Questo è l’interrogativo decisivo che dobbiamo porci nella memoria di un tale abisso di male!
Perché nei molti genocidi che abbiamo conosciuto nel XX secolo – in Armenia, ma anche in
Ruanda e Burundi, in Cambogia, nella ex Jugoslavia… – e soprattutto nello sterminio del popolo di
Israele è la nostra umanità che si è resa mostruosa, bestiale, incapace di riconoscersi, stravolta in
una violenza inimmaginabile, in un delirio di malvagità di inaudito orrore.

Da questa consapevolezza sgorgano le parole della preghiera di papa Francesco in quel luogo «della memoria e del nome», ispirate dalla supplica del profeta Baruc: «A te, Signore, la giustizia, a noi il disonore e la vergogna!», parole che poi riprendono la confessione dei peccati celebrata in San Pietro durante il Giubileo: «Mai più, Signore, mai più!». È il rinnovarsi di un impegno che i cristiani assumono di fronte a Israele e all’umanità intera: «mai più!» una tale eclissi dell’immagine e somiglianza di Dio impressa nell’essere umano.

Questo rifiuto di imputare a Dio l’orrore compiuto dall’uomo riecheggia anche sulla spianata del
Tempio, luogo santo per i musulmani e santissimo per gli ebrei, che vi vedevano la presenza di Dio
sulla terra, la shekinah. Per la prima volta un papa vi è salito, non certo per violarne la sacralità, ma
per rivolgersi ai «fedeli musulmani, fratelli cari»; non per pregare ma per fare memoria di Abramo
padre dei credenti – ebrei, cristiani e musulmani – per confessare che di fronte al mistero di Dio
siamo tutti poveri, tutti mendicanti e quindi tutti chiamati ad amarci come fratelli e sorelle, a
discernere negli altri la sofferenza che li abita, a difendere il nome di Dio dalle strumentalizzazioni
idolatriche di quanti ne danno un’immagine violenta e perversa. Allora, lavorare per la pace e la
giustizia e farlo insieme è un dovere che discende dall’essere figli di Abramo.

Un’invocazione silenziosa alla pace e alla giustizia si era levata anche a Betlemme, di fronte al
muro di separazione costruito per dividere due mondi: papa Francesco vi ha sostato, appoggiando la
testa su quell’emblema dei tanti muri che gli uomini nel corso della storia sono stati capaci di
elevare tra se stessi e i propri simili. Nessuna protesta, nessuna accusa, ma un silenzio orante e un
semplice segno di croce, a ricordare che Cristo è venuto ad abbattere ogni muro di divisione e a
ristabilire la comunione, con Dio e tra di noi.
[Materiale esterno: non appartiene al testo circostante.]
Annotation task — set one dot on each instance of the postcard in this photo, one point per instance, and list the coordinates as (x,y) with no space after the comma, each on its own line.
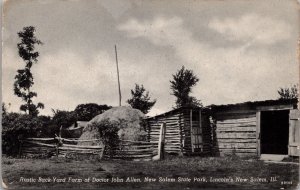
(130,94)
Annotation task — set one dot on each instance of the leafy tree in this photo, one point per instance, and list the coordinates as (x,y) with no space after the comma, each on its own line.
(63,118)
(24,77)
(140,99)
(17,126)
(288,93)
(86,112)
(108,132)
(181,87)
(4,109)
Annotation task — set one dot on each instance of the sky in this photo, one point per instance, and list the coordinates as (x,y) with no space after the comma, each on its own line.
(240,50)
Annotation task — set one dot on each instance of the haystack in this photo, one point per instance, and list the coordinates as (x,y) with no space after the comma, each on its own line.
(129,121)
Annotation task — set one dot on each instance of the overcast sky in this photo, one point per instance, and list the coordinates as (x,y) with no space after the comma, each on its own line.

E a ribadire che compito di un pastore cristiano è
quello di edificare ponti e non muri.

Se bilancio vi è da trarre da questi tre giorni di grande intensità spirituale, non possiamo calcolarlo
secondo parametri di efficienza mondana: ci sono gesti, parole e persone che toccano e cambiano
innanzitutto i cuori. Così a Gerusalemme non si sono prodotti «fatti» nuovi, ma lo stile diretto,
franco, evangelico di papa Francesco ha immesso un soffio rinnovato nel cammino intrapreso
cinquant’anni or sono nel dialogo della carità tra cattolici e ortodossi, ha riaffermato l’anelito alla
pace e alla giustizia, ha ribadito l’impatto della preghiera dei credenti come componente della
storia. Davvero uomini e donne di fede e di preghiera sono capaci di rimuovere ostacoli grandi
come montagne e di indicare e preparare le vie del Signore.